Papageorgiou H, Vardaki Maria
Department of Mathematics, National and Kapodistrian University of Athens, Athens, Greece.
School of Health Sciences, National and Kapodistrian University of Athens, Athens, Greece.
J Stat Theory Pract. 2022;16(2):30. doi: 10.1007/s42519-022-00261-z. Epub 2022 Apr 22.
Two families of bivariate discrete Poisson-Lindley distributions are introduced. The first is derived by mixing the common parameter in a bivariate Poisson distribution by different models of univariate continuous Lindley distributions. The second is obtained by generalizing a bivariate binomial distribution with respect to its exponent when it follows any of five different univariate discrete Poisson-Lindley distributions with one or two parameters. The use of probability-generating functions is mainly employed to derive some general properties for both families and specific characteristics for each one of their members. We obtain expressions for probabilities, moments, conditional distributions, regression functions, as well as characterizations for certain bivariate models and their marginals. An attractive property of all bivariate individual models is that they contain only two or three parameters, and one of them is readily estimated by simple ratios of their sample means. This feature, and since all marginal distributions are over-dispersed, strongly suggests their potential use to describe bivariate dependent count data in many different areas.
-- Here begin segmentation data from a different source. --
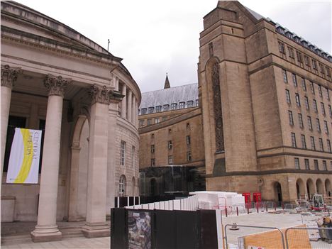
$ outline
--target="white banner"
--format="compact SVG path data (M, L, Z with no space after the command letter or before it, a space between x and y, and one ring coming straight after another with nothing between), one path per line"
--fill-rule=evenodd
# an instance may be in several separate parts
M38 183L42 131L15 128L7 183Z

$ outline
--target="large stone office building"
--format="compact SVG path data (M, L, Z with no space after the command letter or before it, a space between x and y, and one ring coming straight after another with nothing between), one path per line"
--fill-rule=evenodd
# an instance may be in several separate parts
M1 7L1 221L38 221L35 241L60 239L57 221L109 235L114 197L138 193L140 89L122 59L72 28ZM43 131L38 184L6 182L16 127Z
M143 106L146 114L140 107L140 167L169 163L167 131L183 126L172 136L185 140L183 120L196 112L190 127L202 130L194 133L204 139L195 154L207 190L286 201L331 195L331 55L236 1L220 1L204 17L199 41L199 106L165 121L167 111L153 111L153 103ZM177 111L184 111L169 113ZM149 126L153 120L161 122ZM177 163L186 163L186 143L176 151L183 159Z

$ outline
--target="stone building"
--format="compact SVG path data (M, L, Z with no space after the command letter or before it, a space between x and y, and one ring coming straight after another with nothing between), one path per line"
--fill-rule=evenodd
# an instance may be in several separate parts
M236 1L204 17L206 189L294 201L332 192L332 57Z
M1 7L1 221L36 221L34 241L61 239L57 221L109 235L114 197L138 193L140 89L121 58L72 28ZM16 127L43 131L36 184L6 183Z
M197 187L204 189L204 146L197 87L196 83L170 87L167 76L163 89L142 94L140 169L194 167L200 172ZM148 194L149 187L146 188Z

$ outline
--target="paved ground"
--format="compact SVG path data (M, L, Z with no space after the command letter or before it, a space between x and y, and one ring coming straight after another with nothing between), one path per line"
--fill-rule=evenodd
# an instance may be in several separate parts
M87 248L109 249L110 238L86 238L85 237L65 238L60 241L33 243L24 244L1 245L2 249L21 248Z

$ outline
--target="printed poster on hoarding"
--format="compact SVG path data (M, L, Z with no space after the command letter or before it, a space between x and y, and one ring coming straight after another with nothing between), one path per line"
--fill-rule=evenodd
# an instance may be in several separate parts
M151 217L149 212L128 211L129 249L151 248Z
M42 131L15 128L7 183L38 183Z

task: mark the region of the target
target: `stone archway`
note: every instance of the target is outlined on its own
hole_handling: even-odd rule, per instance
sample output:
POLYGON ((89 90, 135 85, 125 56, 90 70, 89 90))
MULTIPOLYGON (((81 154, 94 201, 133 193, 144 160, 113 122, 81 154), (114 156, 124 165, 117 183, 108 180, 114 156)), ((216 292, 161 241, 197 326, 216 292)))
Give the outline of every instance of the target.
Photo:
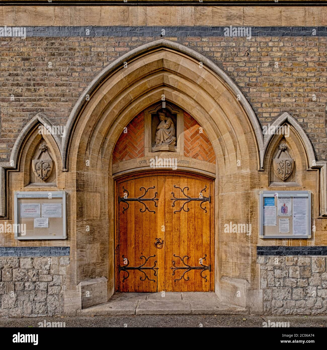
POLYGON ((221 70, 198 53, 162 40, 133 50, 105 70, 81 97, 67 124, 62 156, 71 174, 70 210, 76 216, 71 219, 71 235, 76 256, 67 295, 76 295, 73 290, 78 285, 83 307, 104 302, 99 295, 105 290, 108 298, 113 292, 113 150, 126 125, 162 95, 206 130, 216 155, 216 293, 224 301, 244 307, 250 303, 255 308, 255 300, 258 304, 262 300, 256 237, 231 240, 219 232, 232 218, 254 220, 250 207, 255 211, 257 204, 251 183, 258 181, 263 144, 260 126, 240 91, 221 70), (244 203, 251 205, 241 209, 244 203), (85 286, 96 287, 87 301, 85 286))

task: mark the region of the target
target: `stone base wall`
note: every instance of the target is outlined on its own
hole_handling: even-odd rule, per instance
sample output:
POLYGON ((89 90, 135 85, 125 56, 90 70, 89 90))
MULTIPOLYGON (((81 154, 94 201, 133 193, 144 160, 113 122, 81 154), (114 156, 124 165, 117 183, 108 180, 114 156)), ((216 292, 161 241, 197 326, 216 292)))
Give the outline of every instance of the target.
POLYGON ((259 256, 266 315, 327 314, 326 256, 259 256))
POLYGON ((0 317, 62 314, 69 256, 0 257, 0 317))

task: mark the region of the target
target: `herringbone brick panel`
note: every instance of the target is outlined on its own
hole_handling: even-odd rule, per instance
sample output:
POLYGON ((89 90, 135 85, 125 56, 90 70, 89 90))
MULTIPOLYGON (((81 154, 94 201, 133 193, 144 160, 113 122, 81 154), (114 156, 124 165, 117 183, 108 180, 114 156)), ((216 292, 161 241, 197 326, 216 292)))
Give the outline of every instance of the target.
POLYGON ((205 131, 190 114, 184 113, 184 155, 215 163, 215 153, 205 131))
POLYGON ((144 156, 144 113, 137 115, 127 128, 127 133, 122 133, 115 146, 113 163, 144 156))

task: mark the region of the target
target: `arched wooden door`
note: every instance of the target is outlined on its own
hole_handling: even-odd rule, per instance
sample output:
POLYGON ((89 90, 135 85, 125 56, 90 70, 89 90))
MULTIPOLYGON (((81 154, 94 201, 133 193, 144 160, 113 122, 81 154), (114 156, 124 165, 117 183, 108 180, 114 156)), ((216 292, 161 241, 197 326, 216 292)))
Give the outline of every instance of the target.
POLYGON ((214 290, 213 185, 175 172, 116 181, 116 290, 214 290))

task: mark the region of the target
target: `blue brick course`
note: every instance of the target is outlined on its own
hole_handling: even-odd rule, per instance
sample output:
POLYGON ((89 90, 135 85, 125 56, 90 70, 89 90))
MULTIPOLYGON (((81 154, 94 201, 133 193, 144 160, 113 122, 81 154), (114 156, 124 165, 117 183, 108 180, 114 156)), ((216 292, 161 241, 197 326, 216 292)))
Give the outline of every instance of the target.
POLYGON ((70 251, 70 247, 0 247, 0 257, 65 257, 70 251))
POLYGON ((327 246, 257 246, 257 254, 258 255, 276 256, 327 255, 327 246))
MULTIPOLYGON (((244 26, 237 26, 237 27, 244 26)), ((233 26, 234 27, 234 26, 233 26)), ((222 36, 223 27, 118 27, 85 26, 75 27, 28 27, 27 36, 158 36, 164 29, 166 37, 222 36), (88 35, 86 30, 90 30, 88 35), (149 33, 151 35, 149 35, 149 33)), ((327 36, 326 27, 253 27, 252 36, 327 36)))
引入了两类二元离散泊松 - 林德利分布。第一类是通过用不同的单变量连续林德利分布模型混合二元泊松分布中的公共参数得到的。第二类是在二元二项分布遵循具有一个或两个参数的五种不同单变量离散泊松 - 林德利分布中的任何一种时,对其指数进行推广而得到的。主要使用概率生成函数来推导这两类分布的一些一般性质以及它们每个成员的特定特征。我们得到了概率、矩、条件分布、回归函数的表达式,以及某些二元模型及其边缘分布的特征。所有二元个体模型的一个吸引人的性质是它们只包含两三个参数,并且其中一个可以通过样本均值的简单比率很容易地估计出来。这一特征,以及由于所有边缘分布都是过度分散的,强烈表明它们在许多不同领域描述二元相关计数数据方面具有潜在用途。